Wat goed dat er voetbal is. De bal is in het veld en op het tv-scherm makkelijk te volgen. Duikvluchten van keepers doen denken aan haviken die zich van grote hoogte elegant op een prooi storten. Voetbal is vermaak en emotie tegelijk, maar ook een bliksemafleider van het dagelijks geweld op onze planeet.
Natuurlijk richtten de schijnwerpers zich vorige week op premier Benjamin Netanyahoe die met een dikke rode streep op een denkbeeldige atoombom in de Algemene Vergadering van de VN aangaf hoe kort de afstand nog is naar een Iranees atoomwapen. Dat is precies de rode lijn die de Amerikaanse president Barack Obama nog niet wil trekken. Hij is nog kleurenblind als het om Iran gaat. Trouwens, de Iraanse president Ahmedinejad was minder agressief tijdens zijn rede voor de Algemene Vergadering dan vorige jaren het geval was. Hij dreigde ditmaal niet Israël van de kaart te vegen en hield het op verachtelijke zionisten. Lief hè?
Maar wie let er nu op dergelijke nuances als er gevoetbald wordt. Zeker als het om een succesvolle voetbalclub uit Kyriat Shmona gaat. Nooit van gehoord? Een paar jaar geleden werd een Arabische voetbalclub uit Sachnin (met enkele Joodse spelers) kampioen van Israël. Voor dat fenomeen was wereldwijde belangstelling. Minder aandacht kreeg tot voor kort het feit dat de voetbalclub uit Kyriat Shmona, een stadje van nauwelijks 25.000 inwoners, landskampioen werd.

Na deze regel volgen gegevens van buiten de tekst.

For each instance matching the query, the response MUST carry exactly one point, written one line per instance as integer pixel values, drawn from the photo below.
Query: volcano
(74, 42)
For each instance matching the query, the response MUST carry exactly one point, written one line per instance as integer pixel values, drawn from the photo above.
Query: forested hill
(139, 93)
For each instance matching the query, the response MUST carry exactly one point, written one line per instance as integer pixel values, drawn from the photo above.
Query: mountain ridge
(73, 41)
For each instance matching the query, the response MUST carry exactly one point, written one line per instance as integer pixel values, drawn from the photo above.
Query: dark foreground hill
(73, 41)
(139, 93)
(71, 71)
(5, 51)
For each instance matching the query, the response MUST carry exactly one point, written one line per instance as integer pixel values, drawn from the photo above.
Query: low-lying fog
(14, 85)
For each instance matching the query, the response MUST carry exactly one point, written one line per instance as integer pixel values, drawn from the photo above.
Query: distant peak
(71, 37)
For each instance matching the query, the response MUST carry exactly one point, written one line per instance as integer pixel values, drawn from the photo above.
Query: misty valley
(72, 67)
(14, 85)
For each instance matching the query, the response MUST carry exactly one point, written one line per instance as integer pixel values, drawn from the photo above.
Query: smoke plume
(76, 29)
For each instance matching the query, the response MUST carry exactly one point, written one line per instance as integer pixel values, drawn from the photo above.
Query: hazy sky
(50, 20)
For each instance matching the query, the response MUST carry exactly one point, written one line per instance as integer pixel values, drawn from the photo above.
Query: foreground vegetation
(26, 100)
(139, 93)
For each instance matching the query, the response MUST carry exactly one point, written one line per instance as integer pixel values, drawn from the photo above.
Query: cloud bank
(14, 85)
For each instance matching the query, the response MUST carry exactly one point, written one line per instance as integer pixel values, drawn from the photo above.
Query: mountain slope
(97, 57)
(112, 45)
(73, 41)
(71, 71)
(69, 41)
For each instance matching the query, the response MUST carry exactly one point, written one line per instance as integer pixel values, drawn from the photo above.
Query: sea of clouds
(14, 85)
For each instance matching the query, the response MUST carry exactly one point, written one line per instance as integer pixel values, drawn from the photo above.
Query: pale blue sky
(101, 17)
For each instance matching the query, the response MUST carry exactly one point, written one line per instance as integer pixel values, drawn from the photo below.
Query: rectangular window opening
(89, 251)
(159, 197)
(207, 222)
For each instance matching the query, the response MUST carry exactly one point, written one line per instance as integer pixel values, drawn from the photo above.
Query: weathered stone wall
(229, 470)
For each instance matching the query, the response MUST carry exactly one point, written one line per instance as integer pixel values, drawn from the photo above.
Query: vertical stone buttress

En dus speelt deze club in de Europese UEFA-competitie. Tijdens hun eerste wedstrijd op Europese bodem zorgden de spelers uit Kyriat Shmona voor een sensatie. Wie had ooit in dat stadje kunnen dromen dat dit elftal in Madrid een gelijkspel zou weten af te dwingen van de gerenommeerde Spaanse club Atletico Madrid? Het werd 1-1. De Spanjaarden wisten niet hoe ze het hadden. Hadden ze de Joden in 1492 niet uit hun land verdreven of op de brandstapel vermoord? En nu kwamen ze triomfantelijk terug. Het balletje kan raar rollen.
Het verhaal van de opkomst van het elftal uit Kyriat Shmona doet denken aan de miljoenen investeringen van Russische superrijken in Engelse voetbalteams, in Manchester bijvoorbeeld. Kyriat Shmona heeft ook zo’n beschermengel. Hij heet Izzy Sheratzky, een Israëlische ondernemer die schatrijk werd door de uitvinding van GPS. U weet wel, het besturingssysteem van TomTom. Toen in 1991 de raketten uit het zuiden van Libanon op Kyriat Shmona vielen, opende Izzy zijn hart en portemonnee voor Kyriat Shmona. “Wat kan ik voor de stad doen” vroeg hij de burgemeester. Zo begon een liefdadigheidsactie met een gaarkeuken, een opleiding voor talen, een tehuis voor ouderen etc. Jaarlijks doneert Izzy tweehonderdduizend euro aan de stad waar de bewoners tot de armsten van Israël behoren met een gemiddeld inkomen van duizend euro per maand. De grootste ambitie van deze weldoener uit de bloeiende Israëlische hightech was en is, van de plaatselijke voetbalclub een kampioen maken. Behalve een scherpe technologische kijk bleek onze Izzy ook een goede socioloog/psycholoog te zijn. Hij wist dat hij een homogeen team moest smeden, uitsluitend samengesteld uit inwoners van Kyriat Shmona. In eerste instantie richtte hij zich op het laten trainen van een jeugdelftal waaruit inmiddels drie spelers voor het Israëlische elftal zijn uitgekozen. Met de jeugd aan de bal en plaatselijk enthousiasme heeft het elftal uit Kyriat Shmona zich in enkele jaren opgewerkt uit de vierde klasse naar de hoofdklasse, met dit jaar een landskampioenschap als hoofdprijs. De stad en de club zijn één. Dat is het succes. Dat is het wonder van het voetbal. Er is geen enkele garantie dat de spelers uit Kyriat Shmona de top van het Europese voetbal zullen halen. In Madrid hebben ze wel een visitekaartje afgegeven.